Presenting his autumn statement in the House of Commons on Tuesday, the Chancellor announced a package of measures intended to boost GDP by investing in infrastructure, small companies and jobs.
While some of the measures will directly apply in Scotland, others will see the multi-million-pound boost to the Scottish Government budget through the Barnett formula.
Mr Osborne also provided some relief for motorists, confirming the planned 3p increase in fuel duty would be scrapped.
But there was more bad news for public sector workers ahead of today’s strike action, with annual pay rises to be capped at 1% for two years after the current freeze ends.
The number of public sector jobs set to be lost across the UK by 2017 was also revised up from 400,000 to 710,000.
The prospect of more confrontation with unions was also raised by the announcement of a review of public sector pay which could lead to different rates for the same job in different parts of the UK.
Private sector workers also faced a blow to their pension plans, with the news the state pension age will be raised to 67 from 2026, saving £59bn in the long term.
Meanwhile, the child element of the working tax credit will be raised in line with inflation but other tax credit increases will be restricted
But in April there will be a £5.30 increase in the basic state pension to £107.45 a move that will benefit one million pensioners in Scotland.
A series of measures to tackle youth unemployment, first unveiled by Deputy Prime Minister Nick Clegg last week, were also confirmed.
Small and medium size Scottish companies will potentially also benefit from a £40 billion credit easing measure to improve access to finance for businesses.
Other measures included an increase in the bank levy to 0.088% from January 1.
Referring to figures compiled by the Office of Budget Responsibility, the Chancellor confirmed economic growth will be lower, and borrowing and unemployment higher, than forecast in his March budget.

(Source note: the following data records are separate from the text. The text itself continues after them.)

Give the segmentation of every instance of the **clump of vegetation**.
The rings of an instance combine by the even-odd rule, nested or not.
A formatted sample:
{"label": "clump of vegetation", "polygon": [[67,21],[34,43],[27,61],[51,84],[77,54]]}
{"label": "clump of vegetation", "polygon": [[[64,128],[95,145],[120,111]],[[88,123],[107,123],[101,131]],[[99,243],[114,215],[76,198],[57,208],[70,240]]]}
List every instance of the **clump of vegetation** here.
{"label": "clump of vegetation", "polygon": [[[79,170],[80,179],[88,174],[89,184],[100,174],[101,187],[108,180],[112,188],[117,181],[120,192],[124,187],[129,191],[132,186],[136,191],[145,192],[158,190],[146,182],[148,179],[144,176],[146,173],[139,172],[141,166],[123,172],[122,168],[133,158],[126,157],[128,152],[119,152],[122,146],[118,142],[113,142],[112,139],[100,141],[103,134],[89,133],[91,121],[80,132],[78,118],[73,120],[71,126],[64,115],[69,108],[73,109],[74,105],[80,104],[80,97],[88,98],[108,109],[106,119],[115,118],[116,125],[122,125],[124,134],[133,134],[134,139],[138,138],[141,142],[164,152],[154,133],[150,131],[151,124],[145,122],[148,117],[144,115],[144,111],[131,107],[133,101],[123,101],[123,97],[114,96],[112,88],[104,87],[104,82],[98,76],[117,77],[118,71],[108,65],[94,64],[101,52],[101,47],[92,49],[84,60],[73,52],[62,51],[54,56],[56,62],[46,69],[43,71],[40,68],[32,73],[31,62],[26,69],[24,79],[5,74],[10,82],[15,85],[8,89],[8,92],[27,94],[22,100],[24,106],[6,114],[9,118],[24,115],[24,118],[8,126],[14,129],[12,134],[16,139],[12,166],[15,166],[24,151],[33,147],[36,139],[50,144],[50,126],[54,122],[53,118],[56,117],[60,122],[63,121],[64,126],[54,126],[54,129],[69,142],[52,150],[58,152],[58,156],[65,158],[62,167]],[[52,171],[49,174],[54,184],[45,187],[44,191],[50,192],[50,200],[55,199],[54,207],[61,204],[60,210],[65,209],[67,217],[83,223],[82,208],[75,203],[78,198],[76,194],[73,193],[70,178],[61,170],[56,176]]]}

Labour’s shadow chancellor, Ed Balls, insisted the admission showed the Coalition Government’s plan for getting to grip with the UK deficit was ”in tatters” and a ”colossal failure”.
But Mr Osborne insisted his statement offered ”leadership for tough times”, rather than ”promises of quick fixes and more spending that this country can’t afford at times like this.”
He said the OBR blamed lower-than-expected growth on the sovereign debt crisis in the eurozone.
”Much of Europe now appears to be heading into a recession caused by a chronic lack of confidence in the ability of countries to deal with their debts,” the Chancellor said. ”We will do whatever it takes to protect Britain from this debt storm while doing all we can to build the foundations of future growth.”
Mr Osborne insisted he will meet his target of eliminating the UK’s structural deficit.
He stressed the independent OBR is not predicting recession for the UK, although it did find the debt challenge was ”even greater than we thought because the boom was even bigger, the bust even deeper and the effects will last even longer.”